Acórdão de 2º Grau

Empréstimo consignado 0000191-78.2018.8.18.0053


Ementa

EMENTA: APELAÇÃO CÍVEL. AÇÃO DE NULIDADE/INEXISTÊNCIA CONTRATUAL. CONTRATO DE EMPRÉSTIMO CONSIGNADO. PROVA DA CONTRATAÇÃO E DA LIBERAÇÃO DOS VALORES. VALIDADE DO NEGÓCIO. IMPROCEDÊNCIA DA DEMANDA. RECURSO CONHECIDO E IMPROVIDO. 1 - O contrato objeto da controvérsia, ao contrário do alegado pela parte autora/recorrente, decorreu de refinanciamento de dívida anterior, tendo sido devidamente apresentado o instrumento contratual e comprovante do repasse dos valores pactuados. Inteligência da Súmula 18 do TJPI. 2 - Não há, portanto, quaisquer atos ilícitos praticados pelo banco réu/apelado, inexistindo dever de indenizar. Precedentes do TJPI. 3 - Recurso conhecido e improvido. (TJPI - APELAÇÃO CÍVEL 0000191-78.2018.8.18.0053 - Relator: OTON MARIO JOSE LUSTOSA TORRES - 4ª Câmara Especializada Cível - Data 19/09/2022 )

Acórdão


ÓRGÃO JULGADOR : 4ª Câmara Especializada Cível

APELAÇÃO CÍVEL (198) No 0000191-78.2018.8.18.0053

APELANTE: MATILDE DA SILVA COSTA ROCHA

Advogado(s) do reclamante: GILLIAN MENDES VELOSO IGREJA, LUIZ VALDEMIRO SOARES COSTA REGISTRADO(A) CIVILMENTE COMO LUIZ VALDEMIRO SOARES COSTA, FRANCISCA TELMA PEREIRA MARQUES, ANA PIERINA CUNHA SOUSA

APELADO: BANCO ITAU CONSIGNADO S/A
REPRESENTANTE: ITAU UNIBANCO S.A.

Advogado(s) do reclamado: ENY ANGE SOLEDADE BITTENCOURT DE ARAUJO, LORENA PITANGA VARJAO

RELATOR(A): Desembargador OTON MÁRIO JOSÉ LUSTOSA TORRES

 


EMENTA


 

 

 

APELAÇÃO CÍVEL. AÇÃO DE NULIDADE/INEXISTÊNCIA CONTRATUAL. CONTRATO DE EMPRÉSTIMO CONSIGNADO. PROVA DA CONTRATAÇÃO E DA LIBERAÇÃO DOS VALORES. VALIDADE DO NEGÓCIO. IMPROCEDÊNCIA DA DEMANDA. RECURSO CONHECIDO E IMPROVIDO.
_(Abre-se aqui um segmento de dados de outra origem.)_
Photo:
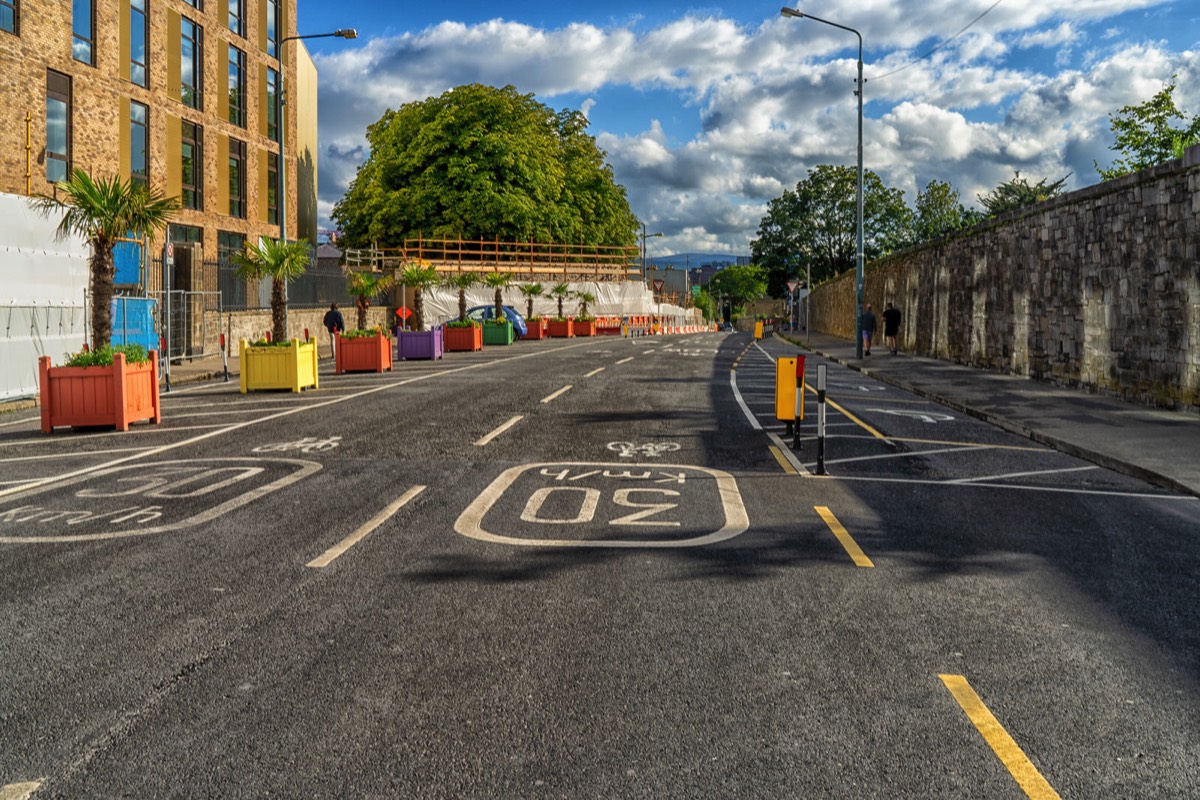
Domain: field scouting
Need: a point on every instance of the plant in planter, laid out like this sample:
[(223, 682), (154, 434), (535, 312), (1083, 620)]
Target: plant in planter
[(562, 326), (365, 286), (121, 388), (419, 343), (364, 350), (111, 386)]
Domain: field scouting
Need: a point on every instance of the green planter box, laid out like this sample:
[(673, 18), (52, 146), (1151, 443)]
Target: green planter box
[(498, 334)]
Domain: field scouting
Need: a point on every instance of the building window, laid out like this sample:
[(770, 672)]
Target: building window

1 - O contrato objeto da controvérsia, ao contrário do alegado pela parte autora/recorrente, decorreu de refinanciamento de dívida anterior, tendo sido devidamente apresentado o instrumento contratual e comprovante do repasse dos valores pactuados. Inteligência da Súmula 18 do TJPI.

2 - Não há, portanto, quaisquer atos ilícitos praticados pelo banco réu/apelado, inexistindo dever de indenizar. Precedentes do TJPI.
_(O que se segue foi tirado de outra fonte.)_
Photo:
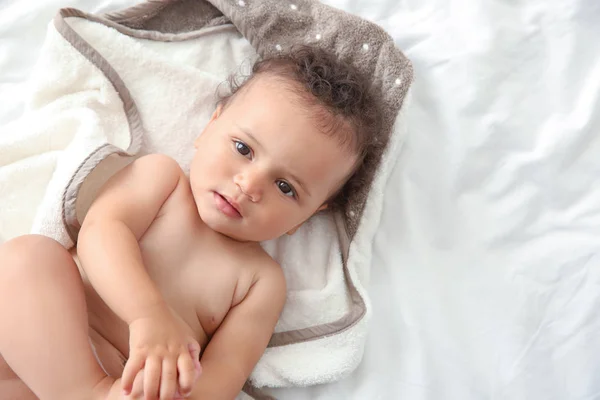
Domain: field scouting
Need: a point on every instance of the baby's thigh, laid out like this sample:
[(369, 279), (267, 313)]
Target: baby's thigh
[(110, 359), (11, 387)]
3 - Recurso conhecido e improvido.

 

 

 

 


 

RELATÓRIO

 

Trata-se de APELAÇÃO CÍVEL interposta por MATILDE DA SILVA COSTA ROCHA contra sentença proferida pelo d. juízo da Vara Única da Comarca de Guadalupe (PI) nos autos da Ação Declaratória de Nulidade Contratual c/c Indenização por Danos Morais e Materiais (Proc. nº 0000191-78.2018.8.18.0053) ajuizada pela ora apelante em face do BANCO ITAÚ CONSIGNADO S/A , ora apelado.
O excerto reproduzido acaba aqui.